Why the voice list is an OS fingerprint
Text-to-speech voices come from the platform, not the browser, so the set is tightly bound to the OS. Windows 11 exposes voices like Microsoft David, Microsoft Zira, and language-specific additions; macOS exposes Apple voices such as Samantha and Daniel with com.apple. voiceURIs; Android exposes Google voices. Each voice carries a name, lang, voiceURI, a localService boolean, and a default flag. The full list - which voices, in what order, with which languages - is a recognisable per-OS, often per-version signature.
This makes it a useful corroborating signal for platform claims and a relatively high-entropy one, because the exact voice set varies with OS version and installed language packs.

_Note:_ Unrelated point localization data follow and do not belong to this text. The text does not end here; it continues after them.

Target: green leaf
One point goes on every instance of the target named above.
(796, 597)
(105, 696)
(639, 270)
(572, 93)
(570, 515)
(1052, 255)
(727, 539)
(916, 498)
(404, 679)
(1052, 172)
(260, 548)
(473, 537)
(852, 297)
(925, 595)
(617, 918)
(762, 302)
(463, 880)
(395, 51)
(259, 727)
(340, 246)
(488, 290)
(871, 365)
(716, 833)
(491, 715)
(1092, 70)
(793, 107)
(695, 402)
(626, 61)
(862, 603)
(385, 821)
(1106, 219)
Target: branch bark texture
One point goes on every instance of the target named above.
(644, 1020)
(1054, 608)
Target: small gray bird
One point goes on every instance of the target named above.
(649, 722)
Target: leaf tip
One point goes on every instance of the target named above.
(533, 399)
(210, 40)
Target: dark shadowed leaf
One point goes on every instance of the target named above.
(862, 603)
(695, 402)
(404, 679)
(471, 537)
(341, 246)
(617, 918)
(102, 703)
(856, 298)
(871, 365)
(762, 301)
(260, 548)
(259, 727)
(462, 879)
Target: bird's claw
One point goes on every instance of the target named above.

The empty list and the coherence trap
Headless browsers on Linux servers usually have no speech engine installed, so getVoices() returns []. An empty voice list is unusual for a real desktop user and, more damning, it contradicts a Windows or macOS User-Agent that should ship a known voice set. So the probe does double duty: empty list suggests headless, and a mismatched list (macOS voices under a Windows UA, or vice versa) suggests platform spoofing.
There is a well-known timing quirk: in Chrome the first synchronous getVoices() call frequently returns [] until the engine populates asynchronously and fires the voiceschanged event. Detection scripts account for this by waiting for the event, and a spoofing tool that returns a static list without the realistic asynchronous population can itself look off. The robust fix, as with fonts and audio, is to expose a coherent real voice list for the claimed OS rather than a generic or empty one.